With successive excellent vintages under its belt, Germany is offering great wines at reasonable prices, and particularly in their drier, Feinherb or Trocken styles.
A real bonus too is that many of the wines are low in alcohol, a factor that is becoming increasingly important for today’s wine drinker. You notice too how good the reds are; much more depth and flavour from some warm, long autumns. Couple this with the brilliance of Riesling and you have plenty of reasons to choose from this section.
The Saar joins the Mosel at Konz just outside Trier with plenty of famous names as you go upstream: Ayl, Wiltingen, Ockfen, Saarburg, all with vineyards clinging to the steepest hillsides with that all important southerly exposure.
Peter Reinert at Kanzem doesn’t have many famous sites but greatly over-delivers from the peripheral ones, making delightfully light, pure wines with white fruit flavours. Up above the river is the village of Oberemmel, where the jovial Eberhard von Kunow of
von Hövel makes classic Saar Riesling with polished fruit from his monopole Hütte vineyard. On past Trier, with its magnificent cathedral and Roman remains, is the little Ruwer valley where Christoph Tyrell makes crystalline, fruity wines from the great
Karthäuserhof vineyard, including perhaps the best dry wine of the region.
Coming down to Piesport in the Mittel Mosel, you snake through vines set out in a great horseshoe over the village. Here Gernot
Hain is making the most of his father Kurt’s acquisition of vineyards in the best parts of the Goldtröpfchen and Domherr, producing wines with great richness, typical of the deep soils here.
You follow the river to Mülheim, where
Dirk Richter is one of the best exponents of the famous Brauneberger Juffer on the opposite bank, and then pick your way through the tourists in Bernkastel to
Ernst Loosen’s house by the river. Ernst was largely responsible for revolutionising quality on the Mosel and his wines continue to set the standard. Graach is the next village, where
Willi and Christoph Schaefer make magnificent, long-term wines on their tiny holding. The wall of vines which started at Bernkastel becomes now the famous Wehlener Sonnenuhr, with its thin soils giving delicate, mineral wines with exotic fruit flavours which
Martin Kerpen makes the most of and gathers high marks from well known American critics, amongst others. Past Zeltingen and it’s now the north bank of the river which has the southerly exposition: the famous Urziger Würzgarten with its red volcanic rock; the blue slate of the neighbouring Erdener Prälat, nestling by the river under the rocks; and the Erdener Treppchen. Here maestro Stefan Justen’s
Meulenhof wines have wonderful, creamy fruit to them.

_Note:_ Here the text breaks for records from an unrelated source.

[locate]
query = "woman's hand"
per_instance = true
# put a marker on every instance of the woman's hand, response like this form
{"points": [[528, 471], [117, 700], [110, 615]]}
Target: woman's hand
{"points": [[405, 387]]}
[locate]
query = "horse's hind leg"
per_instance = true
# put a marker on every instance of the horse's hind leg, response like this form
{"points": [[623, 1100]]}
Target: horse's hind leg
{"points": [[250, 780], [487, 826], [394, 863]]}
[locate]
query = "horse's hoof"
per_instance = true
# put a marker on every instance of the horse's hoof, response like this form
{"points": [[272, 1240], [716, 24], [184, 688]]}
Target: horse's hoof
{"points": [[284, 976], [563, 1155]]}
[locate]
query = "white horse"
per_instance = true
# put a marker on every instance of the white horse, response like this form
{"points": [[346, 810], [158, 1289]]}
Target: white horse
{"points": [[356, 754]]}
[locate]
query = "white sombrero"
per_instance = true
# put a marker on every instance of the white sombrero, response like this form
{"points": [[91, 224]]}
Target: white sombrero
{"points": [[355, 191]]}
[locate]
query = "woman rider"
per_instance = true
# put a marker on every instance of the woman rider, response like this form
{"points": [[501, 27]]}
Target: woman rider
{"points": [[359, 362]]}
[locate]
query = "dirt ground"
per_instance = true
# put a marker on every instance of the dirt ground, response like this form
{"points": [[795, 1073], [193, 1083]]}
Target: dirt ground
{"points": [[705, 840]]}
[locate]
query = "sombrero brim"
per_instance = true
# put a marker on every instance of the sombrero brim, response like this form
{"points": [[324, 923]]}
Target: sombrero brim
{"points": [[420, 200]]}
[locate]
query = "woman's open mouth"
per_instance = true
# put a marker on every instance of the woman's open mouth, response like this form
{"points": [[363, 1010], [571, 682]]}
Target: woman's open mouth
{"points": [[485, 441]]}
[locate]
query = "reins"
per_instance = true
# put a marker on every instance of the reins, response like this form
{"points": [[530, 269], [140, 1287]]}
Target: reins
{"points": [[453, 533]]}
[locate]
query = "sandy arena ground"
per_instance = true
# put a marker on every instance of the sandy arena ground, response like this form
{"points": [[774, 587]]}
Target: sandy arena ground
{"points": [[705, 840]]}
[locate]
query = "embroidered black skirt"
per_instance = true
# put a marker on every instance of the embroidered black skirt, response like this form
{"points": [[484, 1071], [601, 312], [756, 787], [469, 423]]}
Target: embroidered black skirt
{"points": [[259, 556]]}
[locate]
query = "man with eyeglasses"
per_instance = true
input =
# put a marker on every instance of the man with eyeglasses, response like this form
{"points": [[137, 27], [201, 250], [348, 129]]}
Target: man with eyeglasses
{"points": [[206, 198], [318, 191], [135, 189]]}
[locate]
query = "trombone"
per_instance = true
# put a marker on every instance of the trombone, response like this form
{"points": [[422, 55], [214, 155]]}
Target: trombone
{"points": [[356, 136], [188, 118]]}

The Nahe valley is about an hour away over the other side of the Hunsrück plateau. We would argue that
Helmut Dönnhoff is the leading grower and arguably the best in Germany with intense, mineral-laden wines and an Eiswein which borders on the legendary. Where it meets the Rhine, Bingen offers a wonderful view of the steep vineyards on the Rüdesheimer Berg where
Johannes Leitz has fashioned a great reputation. Further along is Oestrich, home to
Peter Jakob Kühn who exploded onto the German wine scene in the early 1990s winning awards for the top dry wine in Germany. Now converted to biodynamic methods, he continues to make concentrated, rich wines that are amongst the best in Germany. At the other end of the Rheingau, overlooking the Main rather than the Rhine, is Hochheim, home to Queen Victoria’s favourite wines. Franz Werner Michel at
Domdechant Werner owns many top ex-ecclesiastical vineyards here and his wines have a smooth elegance to them.
Turn south to the Pfalz, and the village of Laumersheim. The agriculture is mixed here, but there are plenty of vineyards on gentle slopes above the village. The
Knipser brothers have forged a reputation as Germany’s leading producer of barrique-aged reds here, mainly Pinot Noir, but also Dornfelder and even Syrah. Their top wines have the elegance of a good Chambolle, and you will find their whites are pretty good too. Further south again you pass through the famous villages of Deidesheim, Ruppertsberg, Forst and Wachenheim, where
Bürklin-Wolf are based, completely committed to biodynamic viticulture. The dry wines here rank with the very best and the estate uses a Burgundian method of vineyard classification.
The final leg of the journey takes you to Baden and the Kaiserstühl, an extinct volcano which rises out of the middle of the plain of the Rhine opposite Colmar. This is a wonderfully picturesque area, which the Germans try and keep quiet about! We’ve noted that it also has some excellent restaurants tucked away. This is Pinot rather than Riesling country, both red and white are considered excellent food wines, particularly those of
Salwey, where Wolfdietrich has handed over the reins. His son Konrad is bringing a touch more refinement to the reds and elegance to the whites without compromising the concentration and depth they have always had.